The company’s delivery segment saw some reacceleration of bookings growth, to 14%, where that rate had been 12% in the first quarter and 12% in the year-ago quarter. The company detailed that grocery and other new verticals are growing, as 13% of delivery users are ordering from those verticals.
Total gross booking, company-wide, was up 16% to $33.60 billion., as the company announced Tuesday.
Monthly active platform consumers reached 137 million: MAPCs grew 12% year over year to 137 million, Uber disclosed.
Freight revenues slid by 30% in the second quarter, as noted in presentation materials.
CEO Dara Khosrowshahi said on the conference call with analysts, “for most of our history, profitable wasn’t the first thing that came up when you asked someone about Uber.
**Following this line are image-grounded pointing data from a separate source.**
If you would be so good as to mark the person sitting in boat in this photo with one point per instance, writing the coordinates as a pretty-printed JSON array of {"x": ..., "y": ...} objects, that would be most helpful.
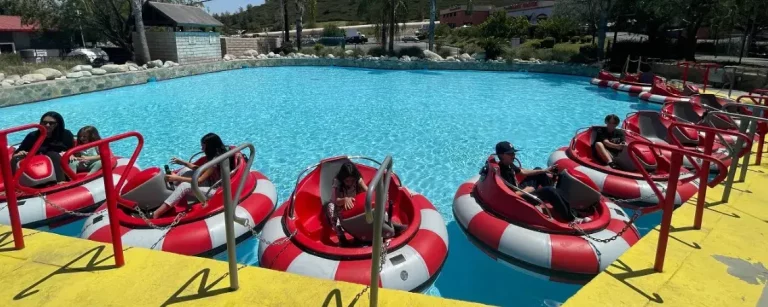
[
  {"x": 537, "y": 182},
  {"x": 57, "y": 141},
  {"x": 646, "y": 76},
  {"x": 609, "y": 141},
  {"x": 212, "y": 147},
  {"x": 346, "y": 186},
  {"x": 89, "y": 159}
]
In fact, many observers over the years fully claimed that we would never make any money.”
But in the second quarter, as has been widely reported, the company logged its first-ever GAAP operating profit of $326 million.
The company also notched what Khosrowshahi said was a new, all-time high of $15.1 billion in total earnings for drivers and couriers on the platform.
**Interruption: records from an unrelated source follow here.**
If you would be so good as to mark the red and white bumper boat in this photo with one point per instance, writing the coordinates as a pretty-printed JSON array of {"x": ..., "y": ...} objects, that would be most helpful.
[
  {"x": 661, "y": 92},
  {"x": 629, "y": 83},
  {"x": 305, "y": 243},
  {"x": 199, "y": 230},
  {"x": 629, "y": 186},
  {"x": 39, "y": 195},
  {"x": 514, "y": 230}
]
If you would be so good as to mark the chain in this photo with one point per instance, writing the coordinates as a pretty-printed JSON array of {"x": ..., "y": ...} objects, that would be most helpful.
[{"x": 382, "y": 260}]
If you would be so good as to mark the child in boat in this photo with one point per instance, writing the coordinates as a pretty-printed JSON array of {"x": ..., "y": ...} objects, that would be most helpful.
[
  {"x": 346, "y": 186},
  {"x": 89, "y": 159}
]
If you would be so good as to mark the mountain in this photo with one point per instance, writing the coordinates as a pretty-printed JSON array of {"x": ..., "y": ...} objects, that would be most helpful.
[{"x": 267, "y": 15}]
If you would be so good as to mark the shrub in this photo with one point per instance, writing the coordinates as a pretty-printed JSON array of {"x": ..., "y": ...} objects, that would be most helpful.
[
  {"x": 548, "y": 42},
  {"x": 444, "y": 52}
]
During the question and answer session with analysts, the CEO said that the company should be able to grow its audience with a high single-digit to low double-digit percentage rate, noting that the frequency of usage has been on the upswing and now stands at 5.6 uses per month. In markets such as Brazil, he noted, with an eye on core mobility activity, that frequency increases to more than seven times monthly.
“We’ve got many, many years of increasing frequency,” he said, “as we add more products into the service.”
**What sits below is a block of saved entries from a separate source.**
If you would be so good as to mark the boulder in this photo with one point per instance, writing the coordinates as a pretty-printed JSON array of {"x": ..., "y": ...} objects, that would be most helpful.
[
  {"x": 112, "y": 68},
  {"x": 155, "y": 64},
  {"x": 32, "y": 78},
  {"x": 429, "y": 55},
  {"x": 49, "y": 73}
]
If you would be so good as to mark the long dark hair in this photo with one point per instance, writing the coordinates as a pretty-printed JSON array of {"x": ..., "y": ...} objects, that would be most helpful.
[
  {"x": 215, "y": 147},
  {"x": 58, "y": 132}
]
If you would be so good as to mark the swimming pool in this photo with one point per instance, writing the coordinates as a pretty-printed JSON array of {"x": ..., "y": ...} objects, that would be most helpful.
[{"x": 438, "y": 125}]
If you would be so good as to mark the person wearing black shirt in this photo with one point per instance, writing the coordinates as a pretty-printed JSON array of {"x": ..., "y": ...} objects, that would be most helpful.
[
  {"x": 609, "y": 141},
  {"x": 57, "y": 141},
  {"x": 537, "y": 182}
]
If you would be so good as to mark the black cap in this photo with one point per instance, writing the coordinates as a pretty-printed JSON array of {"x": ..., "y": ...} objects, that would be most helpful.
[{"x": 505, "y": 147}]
Offering up some granular insight into the Delivery segment, Khosrowshahi said that average delivery times are improving, as are basket sizes — and there’s an opportunity to take on more restaurant presence, as the penetration rates range between 20% to 40% of restaurants depending on the market.
“All of the inventory out there,” noted Khosrowshahi, “these restaurants in the marketplace, they’ve got loyal clients, they’re servicing their local business and their local communities, and we think as we wire them up, then naturally more people want delivery because it’s another way of staying connected.”
Also on the call, CFO Nelson Chai said that “one area we’re quite excited about” remains Uber Cash, where the money consumers “earn” on their mobility rides can be spent elsewhere on the platform. Members spend about four times the amount that nonmembers spend, as computed monthly.
“It’s a win for Uber because what we observe is that it drives increased incrementality as far as membership benefit goes,” said Chai. The company is also working on “technical capabilities” that would allow upselling of members from a monthly membership to annual memberships. He said membership is in the “high 20” percentage points as far as gross bookings penetration, platform-wide.
“Our aim is to get to the 50% level,” he said.